Treatment: There are several approaches to treating hematomas. What they have common is two major goals: drain the blood and close the pocket so that a new hematoma cannot form. Unfortunately, what vets can’t promise is that the ear flap will ever appear the way it did before the bleeding started.

The three primary treatment approaches are:

  1. Aspiration. A large-gauge needle and large syringe are used to remove the blood from the pocket. Bandaging the ear may discourage the pocket from filling again. Although this is the least invasive approach, it is also the least effective and typically not a good choice.
  2. Surgery. A vertical slit (either straight or “S” shaped) is made through the skin and into the hematoma. The blood is drained and the loose skin of the pocket is then attached to the ear flap by placing sutures or staple through both layers every inch or so. The ear looks a bit like it has been quilted – but the dead space that used to comprise the pocket is reduced so that blood has no place to collect, even though the ear will likely continue to bleed for hours after the treatment begins. Over time, the skin begins to fuse to the ear underneath and the slit starts to heal.
  3. Drain Placement. One or two holes are made to release the blood from the pocket. If two holes, a Penrose drain is laced through the holes and sutured into place. If one hole, a plastic cannula (a hollow, tapered plastic device used to treat cow udders) is sutured in place to keep the hole from closing. The goal of both techniques is to allow continued draining while the pocket closes. Sutures or staples might be placed as describe above to reduce dead space.

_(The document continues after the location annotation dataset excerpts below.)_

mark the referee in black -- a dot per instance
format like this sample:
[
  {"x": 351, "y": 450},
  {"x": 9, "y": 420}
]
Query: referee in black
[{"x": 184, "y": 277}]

Any approach that removes both the blood and the dead space is generally effective. An Elizabethan collar is a key tool that prevents the animal from scratching the treatment site and slowing healing.

Prevention: It is difficult to predict which animals will develop hematomas. It is, however, possible to reduce the chances of hematoma formation by treating any and all ear infections that arise.

Aural hematomas are an annoyance. If you don’t believe me, you can ask my client who just had her dog treated for his fourth one… he’s now had two in each ear!